Lilium regale is flowering now in spite of the ravenous attention of the now familiar Lily Beetle.
Every time I pass by lilies in the garden, I pause to see if I can locate and see off more of these prominent pests in their scarlet tunics, they are easily squashed between finger and thumb. This year I planted a batch of new lilies in pots to adorn our front door steps in their season. I deliberately put these pots far away from any other lilies in the vain hope that the dreaded beetles would not find them.
For several weeks my ruse was successful but, not any more, now it is necessary for me to attend to these pots on a daily basis picking off these pernicious pests. I notice from experience that Lilium regale is never very good in its first season as a pot grown subject. With me it picks up in its second year and gets better in years three and four provided I remember to take away the top layer of compost in early March and replace it with a rich mixture of leaf mould and well rotted muck.
I use leaf mould because these lilies like an open woodland type of compost that contains plenty of air. Whether I be right or wrong matters not, it works for me!

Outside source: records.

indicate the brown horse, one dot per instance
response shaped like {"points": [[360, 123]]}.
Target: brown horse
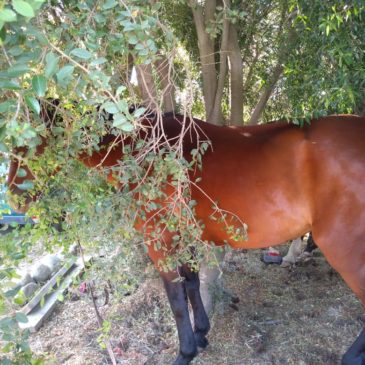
{"points": [[283, 181]]}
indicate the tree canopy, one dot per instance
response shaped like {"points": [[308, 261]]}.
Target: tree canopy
{"points": [[228, 62]]}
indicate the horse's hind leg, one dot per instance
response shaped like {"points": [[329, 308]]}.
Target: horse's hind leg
{"points": [[348, 258], [355, 355], [176, 293], [201, 320]]}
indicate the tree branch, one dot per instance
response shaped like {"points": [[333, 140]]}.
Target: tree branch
{"points": [[235, 60]]}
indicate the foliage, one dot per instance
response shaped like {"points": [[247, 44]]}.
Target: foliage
{"points": [[82, 53]]}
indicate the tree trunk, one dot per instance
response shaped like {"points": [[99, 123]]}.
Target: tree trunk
{"points": [[206, 51], [236, 76], [147, 86], [164, 67], [276, 73], [268, 89], [215, 115]]}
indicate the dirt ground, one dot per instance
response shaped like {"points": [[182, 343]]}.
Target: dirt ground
{"points": [[304, 315]]}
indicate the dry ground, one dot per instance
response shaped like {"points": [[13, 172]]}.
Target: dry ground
{"points": [[304, 316]]}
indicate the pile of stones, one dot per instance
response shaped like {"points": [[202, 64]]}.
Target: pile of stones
{"points": [[39, 273]]}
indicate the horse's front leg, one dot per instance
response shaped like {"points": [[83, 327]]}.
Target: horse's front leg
{"points": [[176, 293], [355, 355], [201, 320]]}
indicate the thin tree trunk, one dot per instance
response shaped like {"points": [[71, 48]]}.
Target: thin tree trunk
{"points": [[236, 77], [206, 50], [163, 67], [277, 71], [215, 115], [147, 86], [268, 89]]}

One of the most elegant of all the lilies that I grow in pots is Lilium formosanum, the Formosa lily. This I grew from seed sown this year in early February, I placed the seed trays in a warm greenhouse and they germinated within two weeks.
The emergent seedlings looked like freshly sown grass and as I had, rather stupidly, sown the seed too closely, I pricked these out in clumps. Many of these are now sending up their first flower spikes each of which will produce a single flower. These are useful for picking with a short length of stem, so as not to starve the plant, for posies for the house. However, next year, when they have been given the luxury of larger containers, they will be splendid getting ever better as the years go by.
Lilium formosanum is graceful at all stages of growth, the dark green stems and leaves are of elegant proportions and the flowering stems grow to around 1 to 1.5 metres (4 to 5 feet) tall. They bloom perfectly well in pots with or without heat, if you have heat, the flowers will be earlier but, there is not much to gain by that, better stick to their natural seasonality. Mine are flowering now with their long, supremely elegant, white trumpets flushed on their backs with reddish-purple. This lily probably has the sweetest scent of any which by day is completely in abeyance but, becomes increasingly pervasive as evening approaches bringing contented enjoyment; it is always admissible even in the most sensitive company!
I have enough pots so that I can revel in the luxury of having them inside the house as well as outside which is just as well given that our evenings have been so cool.
When the flowers have gone over, I cut off the seed pods thus saving my plants from wasting energy but, I leave the leaves and stems to gather strength and build up the bulbs, which are surprisingly small, for future flowerings. If you wish to save some seed, you will only need to leave one seed pod for they are packed to overflowing with them. What an obligingly easy plant this is to cultivate, alas, if only more were of the same ilk!
Clematis armandii is a great favourite of mine but, it has its drawbacks. First of all, it is not the hardiest member of its tribe, and being evergreen, once its foliage becomes frost damaged this becomes a permanent feature.